In general I felt Yakuza: Like a Dragon was consistently funny, though not always fun.

The first handful of chapters is so wonderful in its cross of absolutely menial stuff (a whole segment dedicated to recycling, another to finding a job, looking for coins under vending machines) and adorably wacky (Ichiban hallucinating enemies and special effects, Nanba's special pigeon attack). Combat follows the same logic. There's just this chaotic energy permeating the whole thing which makes it very difficult to be strategic, like the way each AoE effect has its own peculiar and unpredictable logic. The game does not take itself seriously in the most satisfying of ways—even when things start to get serious, there's still this joyfulness to it that is refreshing in a AAA gaming scene dominated by an attempt at portraying serious people doing serious things.

The second half of the game is a bit more confusing and seems less sure about how to move forward. This is particularly visible in the disparity between the first four team members (a cop who was dishonourably discharged, a homeless man, a barmaid) and the last couple of arrivals (such as a hitman very much still in his job), or in how people start to actually die. The zany, wacky spirit remains alive for the most part, probably thanks to Ichiban being such a silly and charismatic protagonist, mixed with the usual melodrama common to the Yakuza series.

Finally, a lot of mixed feelings regarding gender representation. There are about five named female characters in the game, out of which two have any sort of agency.
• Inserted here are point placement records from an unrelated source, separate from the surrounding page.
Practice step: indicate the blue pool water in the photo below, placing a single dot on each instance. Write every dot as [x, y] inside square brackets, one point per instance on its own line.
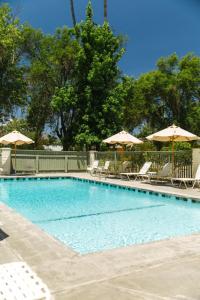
[89, 217]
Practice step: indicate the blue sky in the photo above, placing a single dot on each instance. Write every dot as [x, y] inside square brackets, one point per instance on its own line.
[153, 28]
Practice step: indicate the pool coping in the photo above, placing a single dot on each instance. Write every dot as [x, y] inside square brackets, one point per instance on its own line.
[68, 273]
[180, 194]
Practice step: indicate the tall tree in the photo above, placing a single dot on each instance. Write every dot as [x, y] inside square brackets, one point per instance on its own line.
[105, 10]
[89, 106]
[12, 83]
[73, 12]
[51, 66]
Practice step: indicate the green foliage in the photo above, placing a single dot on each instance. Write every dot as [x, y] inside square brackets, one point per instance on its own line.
[12, 84]
[70, 83]
[171, 94]
[93, 84]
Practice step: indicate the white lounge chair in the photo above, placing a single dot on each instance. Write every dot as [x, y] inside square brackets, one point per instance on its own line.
[143, 171]
[92, 169]
[162, 174]
[195, 180]
[18, 281]
[104, 169]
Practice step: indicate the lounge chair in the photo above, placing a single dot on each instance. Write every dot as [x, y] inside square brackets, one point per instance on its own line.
[195, 180]
[162, 174]
[18, 281]
[104, 169]
[143, 171]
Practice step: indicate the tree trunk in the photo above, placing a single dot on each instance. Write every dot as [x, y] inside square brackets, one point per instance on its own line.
[73, 12]
[105, 10]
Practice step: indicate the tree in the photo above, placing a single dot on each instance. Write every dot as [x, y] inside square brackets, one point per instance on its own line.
[73, 12]
[87, 106]
[50, 68]
[171, 93]
[12, 83]
[105, 10]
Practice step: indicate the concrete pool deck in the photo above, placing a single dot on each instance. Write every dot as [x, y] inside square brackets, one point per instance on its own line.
[168, 269]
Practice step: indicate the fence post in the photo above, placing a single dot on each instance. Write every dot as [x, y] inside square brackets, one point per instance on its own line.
[195, 159]
[6, 160]
[66, 163]
[37, 164]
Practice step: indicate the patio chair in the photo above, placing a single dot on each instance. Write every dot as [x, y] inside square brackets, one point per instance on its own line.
[162, 174]
[18, 282]
[93, 168]
[143, 171]
[195, 180]
[104, 169]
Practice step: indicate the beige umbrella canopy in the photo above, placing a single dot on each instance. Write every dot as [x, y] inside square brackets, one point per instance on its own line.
[15, 138]
[172, 134]
[123, 138]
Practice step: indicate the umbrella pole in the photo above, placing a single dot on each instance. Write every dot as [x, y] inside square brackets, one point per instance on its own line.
[173, 158]
[15, 159]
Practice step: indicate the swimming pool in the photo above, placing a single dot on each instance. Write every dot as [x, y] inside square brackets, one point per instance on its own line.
[90, 217]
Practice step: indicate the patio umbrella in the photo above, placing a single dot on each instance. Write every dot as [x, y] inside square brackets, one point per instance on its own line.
[172, 134]
[15, 138]
[123, 138]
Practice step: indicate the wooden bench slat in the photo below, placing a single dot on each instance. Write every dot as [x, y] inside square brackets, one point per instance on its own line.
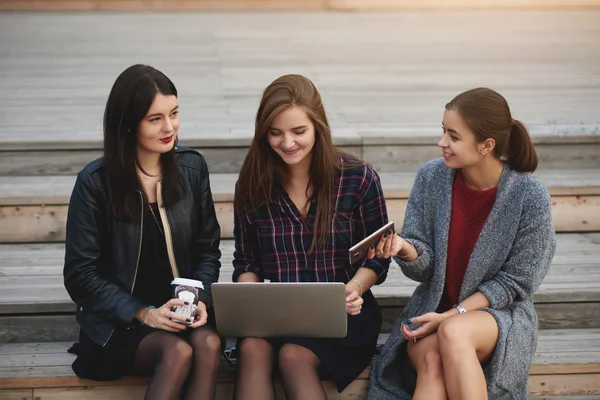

Jobs are strictly gender-specific in weird ways. This is a game where a cook can beat down a construction crane with a wooden spatula, but a male Idol or a woman breakdancing are somehow too outrageous. The Night Queen job (a dominatrix) also evokes uncomfortable feelings—nothing wrong with kink and with women expressing their sexuality outside of standard social boundaries, but the fact men do not get their own highly-sexualised job choice is telling. Mini-games are also an occasional victim here, as Eri is presented as infinitely more qualified for the CEO role, but somehow falters without a nice strong man making all decisions.